The Ultimate Guide to Raising Catmint Like a Pro

Team McFly Sep 03, 2023
3 People Read
Table of Contents
  1. How to Grow and Care For Catmint
    1. Planting Your Catmint
    2. Conclusion:
    3. Recent Featured Articles:

How to Grow and Care For Catmint

Catmint can be easily grown from both seed and cuttings. Start from seeds six to eight weeks before the last spring frost in an appropriate seed-starting mix and regularly mist them with water to keep the soil moist.

Established plantings require minimal care besides applying organic compost mulch in the fall and shearing after their flowers fade to encourage new blooms. Furthermore, they're both drought and heat-tolerant.

Planting Your Catmint

As members of the mint family, catmints (Nepeta genus) are easy-to-grow perennials with long flowering times. These perennials thrive in full sun or partial shade environments and thrive best when grown on well-draining soil containing plenty of humus-rich material; additionally, they tolerate drought and heat well.

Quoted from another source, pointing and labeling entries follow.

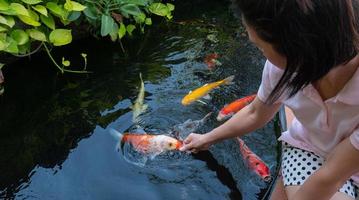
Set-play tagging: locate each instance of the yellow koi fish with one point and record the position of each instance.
(204, 90)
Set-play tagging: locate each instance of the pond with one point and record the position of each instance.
(54, 129)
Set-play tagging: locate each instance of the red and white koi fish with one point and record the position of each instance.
(146, 143)
(231, 109)
(254, 162)
(211, 61)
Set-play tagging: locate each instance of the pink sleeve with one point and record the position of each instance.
(354, 139)
(270, 77)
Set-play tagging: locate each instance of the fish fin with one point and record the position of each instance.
(206, 116)
(202, 102)
(207, 97)
(144, 107)
(229, 80)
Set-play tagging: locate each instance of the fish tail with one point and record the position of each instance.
(229, 80)
(117, 135)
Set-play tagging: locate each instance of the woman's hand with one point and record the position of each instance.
(195, 143)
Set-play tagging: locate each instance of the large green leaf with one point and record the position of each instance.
(106, 25)
(41, 9)
(4, 5)
(159, 9)
(37, 35)
(57, 10)
(60, 37)
(74, 6)
(48, 21)
(20, 36)
(19, 9)
(7, 20)
(131, 9)
(11, 46)
(32, 2)
(32, 20)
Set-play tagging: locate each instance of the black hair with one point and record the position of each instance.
(314, 36)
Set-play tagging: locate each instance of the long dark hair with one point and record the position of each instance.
(314, 36)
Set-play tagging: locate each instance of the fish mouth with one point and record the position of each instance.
(222, 117)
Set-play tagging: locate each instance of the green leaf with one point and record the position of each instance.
(60, 37)
(122, 31)
(65, 63)
(106, 25)
(41, 9)
(90, 13)
(57, 10)
(30, 20)
(148, 21)
(73, 16)
(74, 6)
(2, 29)
(131, 9)
(11, 46)
(7, 20)
(48, 21)
(32, 2)
(130, 29)
(170, 7)
(4, 5)
(19, 9)
(20, 36)
(37, 35)
(159, 9)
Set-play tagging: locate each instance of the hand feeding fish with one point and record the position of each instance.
(229, 110)
(203, 91)
(147, 143)
(254, 162)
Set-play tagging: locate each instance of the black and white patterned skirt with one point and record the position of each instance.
(298, 165)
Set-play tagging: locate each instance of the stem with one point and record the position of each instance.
(52, 59)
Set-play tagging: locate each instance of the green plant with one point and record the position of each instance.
(26, 23)
(118, 18)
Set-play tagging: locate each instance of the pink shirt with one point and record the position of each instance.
(317, 126)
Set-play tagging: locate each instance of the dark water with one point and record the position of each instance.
(54, 140)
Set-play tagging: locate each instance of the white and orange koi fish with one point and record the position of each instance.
(146, 143)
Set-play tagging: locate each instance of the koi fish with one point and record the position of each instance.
(254, 162)
(229, 110)
(204, 90)
(211, 61)
(139, 107)
(146, 143)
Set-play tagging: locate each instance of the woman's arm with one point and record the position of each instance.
(341, 164)
(250, 118)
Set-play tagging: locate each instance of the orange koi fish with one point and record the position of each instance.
(231, 109)
(198, 93)
(254, 162)
(149, 144)
(211, 60)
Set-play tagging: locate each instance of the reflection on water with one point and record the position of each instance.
(54, 140)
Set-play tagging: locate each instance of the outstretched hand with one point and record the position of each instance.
(195, 143)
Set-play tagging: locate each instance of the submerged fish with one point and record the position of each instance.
(146, 143)
(139, 106)
(204, 90)
(211, 61)
(189, 126)
(254, 162)
(229, 110)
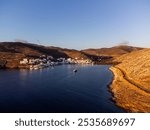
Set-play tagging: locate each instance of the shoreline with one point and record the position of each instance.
(128, 94)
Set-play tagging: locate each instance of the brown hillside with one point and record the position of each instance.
(113, 51)
(131, 84)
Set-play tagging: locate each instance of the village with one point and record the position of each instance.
(48, 61)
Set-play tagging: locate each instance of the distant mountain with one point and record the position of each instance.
(13, 52)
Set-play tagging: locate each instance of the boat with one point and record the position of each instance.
(75, 70)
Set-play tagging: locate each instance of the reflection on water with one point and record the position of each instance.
(57, 89)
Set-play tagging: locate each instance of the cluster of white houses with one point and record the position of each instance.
(47, 61)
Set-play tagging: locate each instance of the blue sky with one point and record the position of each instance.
(76, 24)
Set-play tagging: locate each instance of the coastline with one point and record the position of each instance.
(127, 94)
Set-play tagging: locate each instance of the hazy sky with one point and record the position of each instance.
(76, 24)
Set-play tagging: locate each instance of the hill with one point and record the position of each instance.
(131, 84)
(12, 52)
(113, 51)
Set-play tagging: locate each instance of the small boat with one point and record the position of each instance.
(75, 70)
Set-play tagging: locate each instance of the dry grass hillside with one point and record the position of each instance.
(137, 66)
(113, 51)
(131, 83)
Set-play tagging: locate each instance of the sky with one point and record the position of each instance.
(76, 24)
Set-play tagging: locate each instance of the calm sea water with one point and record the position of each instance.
(57, 89)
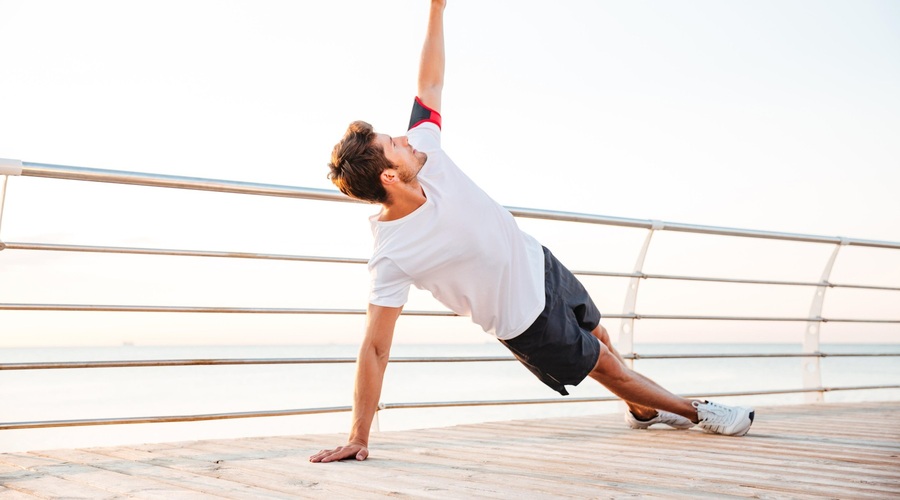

Newly planted or transplanted catmint needs to be kept watered until it is established. A general guideline would be providing about an inch of water every week until established; after that point, however, most plants should be able to take care of themselves, provided there aren't extremely dry weather conditions present.

Once your catmint plant reaches a desirable size, divide it in autumn or early spring. To divide, divide by digging up and taking apart sections with great shoots before replanting into fresh soil amended with compost or soil conditioner.

 As catmints tend to flop over easily when grown indoors, consider including their flailing into your landscape design plan - perhaps placing them atop a retainer wall as part of its design plan.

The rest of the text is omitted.